Despite growing optimism and bright forecasts following the introduction of various investment-friendly policies by the government to drive the growth of the property sector in the past decade, the sector’s performance in 2017 was rather disappointing for the housing finance / property development industry in general, and for the federal government in particular.
The Nigerian Constitution guarantees every citizen the right to decent accommodation, but the state has largely failed in securing this right amid rapidly rising demand. Demand is driven not just by national population growth, but particularly by the influx of domestic migrants to the industrial heartland of the country – Lagos, as well as to the Federal Capital Territory – Abuja.

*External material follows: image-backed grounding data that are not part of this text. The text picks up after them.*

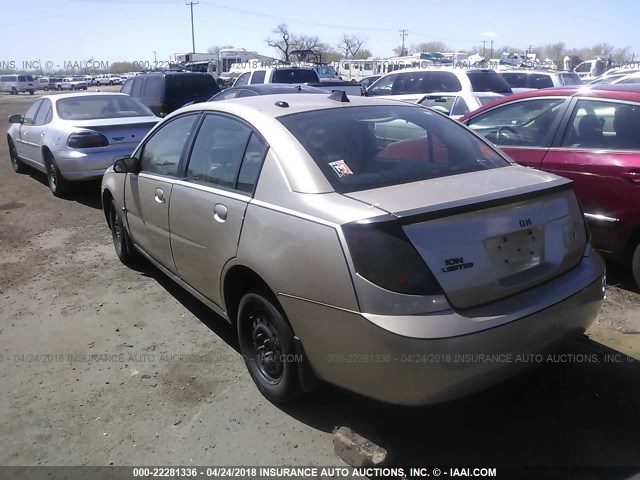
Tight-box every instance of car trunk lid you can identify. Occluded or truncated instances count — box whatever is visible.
[345,167,587,309]
[70,118,158,146]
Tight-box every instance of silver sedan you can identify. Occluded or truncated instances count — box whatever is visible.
[102,93,605,405]
[7,92,158,196]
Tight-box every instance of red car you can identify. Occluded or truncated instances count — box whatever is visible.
[461,84,640,287]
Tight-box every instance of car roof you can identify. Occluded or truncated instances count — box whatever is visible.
[176,92,416,118]
[42,92,129,102]
[223,84,328,94]
[460,83,640,120]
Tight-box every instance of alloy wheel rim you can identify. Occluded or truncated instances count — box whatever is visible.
[48,163,57,190]
[250,313,284,383]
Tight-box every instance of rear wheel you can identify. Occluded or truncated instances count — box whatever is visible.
[28,90,34,95]
[45,152,70,197]
[237,291,304,403]
[11,87,17,95]
[109,199,138,265]
[632,242,640,289]
[71,85,76,91]
[8,138,26,173]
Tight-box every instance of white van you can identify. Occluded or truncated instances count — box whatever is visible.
[0,74,36,95]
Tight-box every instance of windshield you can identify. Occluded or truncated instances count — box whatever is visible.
[279,105,509,194]
[56,95,154,120]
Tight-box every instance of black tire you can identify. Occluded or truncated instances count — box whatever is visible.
[109,199,139,265]
[8,138,26,173]
[632,242,640,290]
[71,85,76,91]
[11,87,17,95]
[237,291,304,403]
[28,89,34,95]
[45,152,70,197]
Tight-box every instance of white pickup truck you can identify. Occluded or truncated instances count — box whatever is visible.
[56,77,89,91]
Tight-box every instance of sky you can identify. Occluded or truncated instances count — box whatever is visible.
[1,0,639,70]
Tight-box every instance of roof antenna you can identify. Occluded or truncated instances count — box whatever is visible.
[328,90,350,103]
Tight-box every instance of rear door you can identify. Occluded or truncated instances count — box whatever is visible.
[124,114,199,271]
[539,97,640,255]
[169,114,267,306]
[466,97,570,168]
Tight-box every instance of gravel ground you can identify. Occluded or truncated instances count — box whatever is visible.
[0,90,638,470]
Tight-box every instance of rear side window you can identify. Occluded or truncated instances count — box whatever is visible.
[419,95,456,112]
[250,70,266,84]
[559,73,582,86]
[279,105,508,194]
[186,115,252,189]
[166,74,219,98]
[467,71,512,94]
[501,72,528,88]
[144,76,164,99]
[272,69,319,83]
[529,74,553,89]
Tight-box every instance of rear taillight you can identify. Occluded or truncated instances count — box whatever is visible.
[342,219,443,295]
[67,131,109,148]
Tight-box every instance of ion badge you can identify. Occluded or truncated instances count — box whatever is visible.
[329,160,354,177]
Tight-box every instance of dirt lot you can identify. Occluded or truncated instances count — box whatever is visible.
[0,90,639,470]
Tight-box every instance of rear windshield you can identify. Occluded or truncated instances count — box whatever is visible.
[279,105,509,194]
[272,69,319,83]
[165,74,220,98]
[467,71,512,94]
[56,95,154,120]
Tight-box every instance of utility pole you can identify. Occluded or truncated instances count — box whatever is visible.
[481,40,487,57]
[490,40,494,59]
[153,51,157,62]
[186,1,199,54]
[399,29,408,56]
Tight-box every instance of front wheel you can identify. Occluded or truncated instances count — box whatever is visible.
[8,138,26,173]
[632,242,640,289]
[45,152,70,197]
[28,89,34,95]
[11,87,17,95]
[237,291,304,403]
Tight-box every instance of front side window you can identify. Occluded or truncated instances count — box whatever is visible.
[529,74,553,89]
[467,98,567,147]
[451,97,470,116]
[23,100,43,125]
[185,115,252,189]
[366,74,397,96]
[121,78,134,95]
[279,105,509,194]
[139,115,198,176]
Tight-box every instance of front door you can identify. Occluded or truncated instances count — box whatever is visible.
[124,114,199,272]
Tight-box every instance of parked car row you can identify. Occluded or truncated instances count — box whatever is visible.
[9,77,640,407]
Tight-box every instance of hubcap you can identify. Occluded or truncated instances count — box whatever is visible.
[250,313,284,383]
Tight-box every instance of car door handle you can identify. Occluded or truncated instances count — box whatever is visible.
[40,132,46,136]
[622,171,640,184]
[213,203,228,222]
[154,188,165,203]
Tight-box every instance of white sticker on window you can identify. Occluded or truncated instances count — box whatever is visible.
[329,160,353,177]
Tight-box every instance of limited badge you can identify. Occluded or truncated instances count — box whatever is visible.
[329,160,354,177]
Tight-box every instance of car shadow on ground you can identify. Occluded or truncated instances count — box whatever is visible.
[27,168,103,210]
[133,260,639,473]
[606,260,639,294]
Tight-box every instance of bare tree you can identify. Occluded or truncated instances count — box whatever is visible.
[411,41,449,54]
[266,24,294,61]
[338,34,367,58]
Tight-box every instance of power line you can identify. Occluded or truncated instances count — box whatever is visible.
[187,1,199,54]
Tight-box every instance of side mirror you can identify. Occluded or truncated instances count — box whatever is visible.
[8,114,23,124]
[113,156,139,174]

Nigeria requires approximately 800,000 new housing units every year, according to numbers being thrown around. In addition, the country needs to address a backlog of some 17million units, which will provide decades of work for real estate developers. High mortgage rates, down payment requirements, taxes and recordation costs, and the increase in building raw material prices continues to make it even more difficult for middle-low income consumers to own a home in Nigeria. Another obstacle is the poor implementation of deregulation policies initiated by the federal government at state/local government level. Most local governments complicate or delay the permit application process and impose illegal levies on housing projects.

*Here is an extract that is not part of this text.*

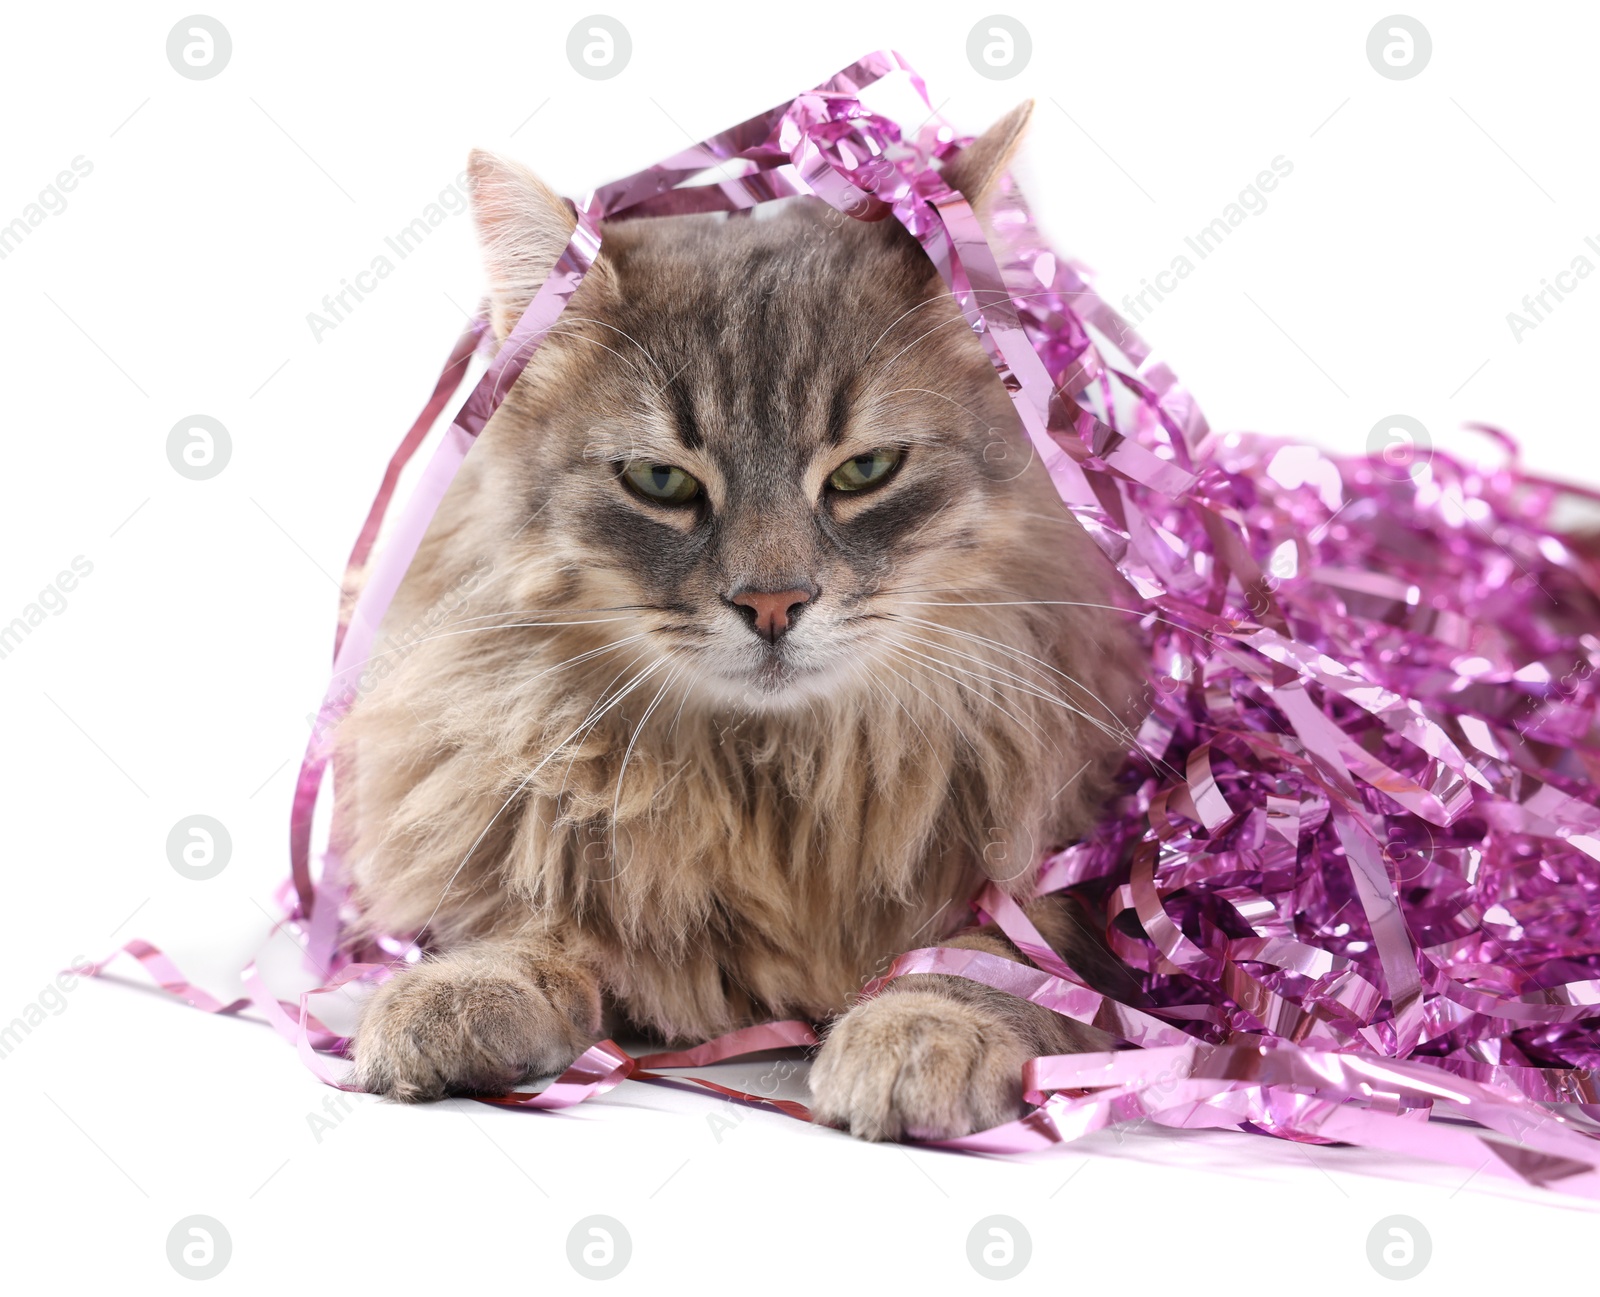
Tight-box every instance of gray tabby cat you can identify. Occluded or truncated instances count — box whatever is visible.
[342,101,1144,1140]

Robust data is fundamental to successful policy formulation for Affordable Housing. In Nigeria, budget deadlines and political decisions force policymakers to endorse programs without a system for monitoring and evaluation.

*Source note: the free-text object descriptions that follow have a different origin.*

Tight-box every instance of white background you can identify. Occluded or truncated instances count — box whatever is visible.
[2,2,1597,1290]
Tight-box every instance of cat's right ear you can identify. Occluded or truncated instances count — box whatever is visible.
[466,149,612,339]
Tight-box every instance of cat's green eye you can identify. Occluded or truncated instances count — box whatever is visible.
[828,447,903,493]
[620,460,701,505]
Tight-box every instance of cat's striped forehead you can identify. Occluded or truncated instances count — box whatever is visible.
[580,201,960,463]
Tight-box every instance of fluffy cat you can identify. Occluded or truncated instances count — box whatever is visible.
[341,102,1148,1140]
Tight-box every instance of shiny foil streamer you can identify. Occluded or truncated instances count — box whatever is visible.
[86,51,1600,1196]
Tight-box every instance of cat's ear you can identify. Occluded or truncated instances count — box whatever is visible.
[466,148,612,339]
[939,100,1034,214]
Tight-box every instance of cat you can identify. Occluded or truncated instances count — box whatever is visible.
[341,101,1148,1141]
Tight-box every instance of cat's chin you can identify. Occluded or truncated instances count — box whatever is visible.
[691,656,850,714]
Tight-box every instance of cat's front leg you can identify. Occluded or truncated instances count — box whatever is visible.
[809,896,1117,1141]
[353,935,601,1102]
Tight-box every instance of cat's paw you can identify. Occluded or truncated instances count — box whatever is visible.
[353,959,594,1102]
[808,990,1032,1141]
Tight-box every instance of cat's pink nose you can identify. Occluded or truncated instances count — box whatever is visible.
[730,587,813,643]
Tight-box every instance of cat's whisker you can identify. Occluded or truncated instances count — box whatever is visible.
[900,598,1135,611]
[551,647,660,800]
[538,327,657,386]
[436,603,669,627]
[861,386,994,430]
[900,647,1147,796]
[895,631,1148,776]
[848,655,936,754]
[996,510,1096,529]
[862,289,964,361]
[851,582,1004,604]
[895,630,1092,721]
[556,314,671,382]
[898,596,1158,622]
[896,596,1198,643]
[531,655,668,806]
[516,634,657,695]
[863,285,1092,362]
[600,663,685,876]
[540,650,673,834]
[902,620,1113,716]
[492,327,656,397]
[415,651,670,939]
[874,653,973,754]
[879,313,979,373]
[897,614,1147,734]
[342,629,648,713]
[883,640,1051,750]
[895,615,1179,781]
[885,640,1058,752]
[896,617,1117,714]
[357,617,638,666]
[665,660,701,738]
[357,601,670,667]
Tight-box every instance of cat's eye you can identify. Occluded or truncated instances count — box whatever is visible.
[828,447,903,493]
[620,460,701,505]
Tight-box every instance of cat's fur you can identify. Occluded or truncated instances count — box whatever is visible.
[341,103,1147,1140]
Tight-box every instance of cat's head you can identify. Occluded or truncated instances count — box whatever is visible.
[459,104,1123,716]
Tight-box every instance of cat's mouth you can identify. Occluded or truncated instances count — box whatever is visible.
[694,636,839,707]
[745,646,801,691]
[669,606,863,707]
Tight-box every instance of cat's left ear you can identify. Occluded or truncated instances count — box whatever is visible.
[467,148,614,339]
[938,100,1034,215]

Private Sector Stakeholders, in particular, must COLLABORATE and support all efforts towards the establishment of a Housing and Real Estate Data Bank, whose primary role is to collect, collate and analyze data on housing supply and demand and serve as a think tank for the housing stakeholders: public and private housing providers, academics, and civil society organizations.
In addition, the Mortgage Banking Association of Nigeria (MBAN) must COLLABORATE with regulatory authorities with a view of engaging the services of “THOROUGH BRED” mortgage experts who will be able to provide international best practices that strengthen credit assessment, mortgage underwriting, and risk management practices.
Furthermore, it has been established that modular structures, where major components for walls and roofs are produced off-site and assembled on-site, can reduce both the cost and time of construction. This should be rigorously pursued.
Finally, sluggish advancement in the provision of low-cost housing could be blamed on red tape and graft. As mentioned earlier, affordable housing policies are initiated at the national level, while their implementation rests largely with state & local authorities, and coordination between the two levels of government is often left wanting. Real Estate Developers continue to complain that overlapping regulations and other bureaucratic hurdles affect particularly the low-cost segment, driving a lot of companies to alter their focus to the middle-income segment instead. Most, however, remain committed to the low end of the market.